The crowd gave him a wide berth. The silver stallion, whom Starswirl guessed was Orrin Tin, walked over and looked him over from head to hoof.
"And who're you?" Tin drawled.
"My name is Starswirl, and I'm a lodger at the mill. My lodgings are in the living room, right near the front door. If he had left, I would have heard him."
"Of course he'd say that," the mare called again. "Them unicorns, they always stick together, they do!"
"If that were the case," Starswirl said to her, "why would I have put out the fire?"
"Because...." She chewed her lip. "....because we're onto your unicorn tricks, and you want to appear respectable and helpful so's we don't suspect you!" She nodded, apparently satisfied with her explanation.
"My dear mare," he said, "that's speculation, and where I come from, a claim like that must be proven with evidence. Why, the culprit could just as easily be the relative of one of the ponies injured in that mine collapse I've been told about, couldn't it?"
Orrin's wife pointed a hoof at Lockhorn Plenty. "I bet it was him!"
"You're accusin' me?!" Lockhorn snorted.
"For the past six months, you ain't quit with your lies about our mine! And you got that unicorn, that Carmine working on your farm! So's maybe it was you who did it--"
"Your husband's got 'that unicorn' working in the mines, too," Plenty snapped. "You know what, I had it up to here with you, Beryl, always flappin' your gums--!"
"Ponies, ponies!" Starswirl said, getting between them. "No need to tear yourselves apart over what could just be a simple accident."
"Listen," Orrin said, moving in front of his wife and jabbing a hoof into Starswirl's chest, "I don't give a crow's behind where it is you're from. This is our town, and we do things our way."
The crowd cheered riotously, except for Lockhorn, who gritted his teeth and glowered at Orrin.
"You may be right," Orrin Tin continued. "The proof against that miller is mighty thin, but so's the evidence he didn't do it, because all we've got is your word.

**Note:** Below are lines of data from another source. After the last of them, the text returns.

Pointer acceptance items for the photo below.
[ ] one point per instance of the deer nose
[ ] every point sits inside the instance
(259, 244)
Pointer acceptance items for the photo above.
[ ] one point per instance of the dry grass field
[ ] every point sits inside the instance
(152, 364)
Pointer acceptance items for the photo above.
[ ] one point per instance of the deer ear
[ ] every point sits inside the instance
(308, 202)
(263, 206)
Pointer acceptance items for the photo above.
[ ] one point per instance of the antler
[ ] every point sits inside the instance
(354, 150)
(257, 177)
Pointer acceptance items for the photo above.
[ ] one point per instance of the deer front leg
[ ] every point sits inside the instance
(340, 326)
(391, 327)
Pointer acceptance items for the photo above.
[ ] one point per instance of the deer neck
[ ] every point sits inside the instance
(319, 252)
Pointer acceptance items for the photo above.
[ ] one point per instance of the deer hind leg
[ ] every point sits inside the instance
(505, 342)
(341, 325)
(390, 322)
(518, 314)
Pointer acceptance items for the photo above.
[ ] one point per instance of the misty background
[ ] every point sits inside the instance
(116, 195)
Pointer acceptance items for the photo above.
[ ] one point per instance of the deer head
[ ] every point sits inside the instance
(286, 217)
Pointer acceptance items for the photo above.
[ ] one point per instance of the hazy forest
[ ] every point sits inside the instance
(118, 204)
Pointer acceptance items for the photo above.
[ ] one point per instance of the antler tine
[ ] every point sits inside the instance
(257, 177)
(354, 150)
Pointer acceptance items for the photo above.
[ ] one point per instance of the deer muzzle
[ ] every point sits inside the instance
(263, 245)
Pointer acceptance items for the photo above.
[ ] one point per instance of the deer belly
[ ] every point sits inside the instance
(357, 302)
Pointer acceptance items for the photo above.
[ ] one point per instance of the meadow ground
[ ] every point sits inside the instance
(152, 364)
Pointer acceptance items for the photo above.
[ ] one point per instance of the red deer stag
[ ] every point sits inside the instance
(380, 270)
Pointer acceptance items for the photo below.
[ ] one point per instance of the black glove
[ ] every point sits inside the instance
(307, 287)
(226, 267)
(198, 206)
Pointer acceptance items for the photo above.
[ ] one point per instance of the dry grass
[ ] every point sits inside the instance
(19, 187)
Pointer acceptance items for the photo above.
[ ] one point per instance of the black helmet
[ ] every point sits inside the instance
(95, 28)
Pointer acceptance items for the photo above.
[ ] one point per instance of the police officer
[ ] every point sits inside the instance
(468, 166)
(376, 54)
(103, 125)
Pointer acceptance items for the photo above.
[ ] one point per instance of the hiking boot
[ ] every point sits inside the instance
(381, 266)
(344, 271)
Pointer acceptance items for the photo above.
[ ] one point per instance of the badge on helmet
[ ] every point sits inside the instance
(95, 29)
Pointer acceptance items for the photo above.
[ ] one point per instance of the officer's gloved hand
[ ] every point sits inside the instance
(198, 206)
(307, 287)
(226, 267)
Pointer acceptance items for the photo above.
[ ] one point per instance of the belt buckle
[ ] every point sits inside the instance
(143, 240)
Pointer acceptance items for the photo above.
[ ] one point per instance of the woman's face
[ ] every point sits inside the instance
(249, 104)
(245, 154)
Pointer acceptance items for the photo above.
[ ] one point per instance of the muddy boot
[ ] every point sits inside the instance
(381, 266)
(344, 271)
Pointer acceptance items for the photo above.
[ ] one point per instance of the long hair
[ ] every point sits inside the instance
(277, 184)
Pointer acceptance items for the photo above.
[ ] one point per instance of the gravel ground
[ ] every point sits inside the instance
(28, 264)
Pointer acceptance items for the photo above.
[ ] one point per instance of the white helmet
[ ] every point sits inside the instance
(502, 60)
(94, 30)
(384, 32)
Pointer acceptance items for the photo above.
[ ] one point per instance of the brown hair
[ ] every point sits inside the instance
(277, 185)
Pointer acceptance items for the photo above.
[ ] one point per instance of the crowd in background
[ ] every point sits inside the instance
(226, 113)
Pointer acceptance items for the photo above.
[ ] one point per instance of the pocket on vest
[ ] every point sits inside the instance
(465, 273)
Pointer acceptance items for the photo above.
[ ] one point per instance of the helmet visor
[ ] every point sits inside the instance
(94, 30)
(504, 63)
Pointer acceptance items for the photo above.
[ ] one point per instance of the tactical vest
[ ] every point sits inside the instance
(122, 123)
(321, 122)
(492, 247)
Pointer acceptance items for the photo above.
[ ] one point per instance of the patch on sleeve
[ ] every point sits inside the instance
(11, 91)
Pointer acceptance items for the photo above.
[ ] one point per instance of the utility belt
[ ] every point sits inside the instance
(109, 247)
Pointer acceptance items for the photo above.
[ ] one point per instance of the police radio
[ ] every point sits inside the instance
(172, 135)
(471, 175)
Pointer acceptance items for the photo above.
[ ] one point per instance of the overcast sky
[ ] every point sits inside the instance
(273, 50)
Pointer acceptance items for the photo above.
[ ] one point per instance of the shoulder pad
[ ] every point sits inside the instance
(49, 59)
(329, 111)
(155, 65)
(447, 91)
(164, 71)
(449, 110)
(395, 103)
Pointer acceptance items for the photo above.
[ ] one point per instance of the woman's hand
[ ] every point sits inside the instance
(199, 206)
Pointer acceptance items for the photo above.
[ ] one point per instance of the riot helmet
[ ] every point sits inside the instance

So if you, that miller, or his runt daughter put one little hoof where it shouldn't be, we'll run you out of town!"
Again, the crowd cheered.
"Fair enough," Starswirl said, raising his hoof. "Would you like to shake on it? Or is that putting a hoof where it shouldn't be?"
Orrin Tin turned away in disgust. Gradually, the townsponies dispersed and went back to their homes, save the Tin family, who went off with another family. Starswirl turned to go, but looked over his shoulder at the burned house and stared in contemplation. He reached out and felt the Harmony, feeling around for disturbances where its field had been twisted by ill intent. He picked up resentment festering away, but it was by no means conclusive. For all he knew, Orrin Tin had a very unhappy marriage. He was definitely sure something had happened between Beryl Tin and Lockhorn Plenty, as love gone sour was the only way to explain the intensity of their animosity. But Starswirl couldn't sense anything especially useful, so he ambled back to the mill, where Carmine waited in the front door.
"That was a fool thing you did," he said coldly.
As Starswirl slipped past him, he replied, "We're all fools, in the grand scheme of things."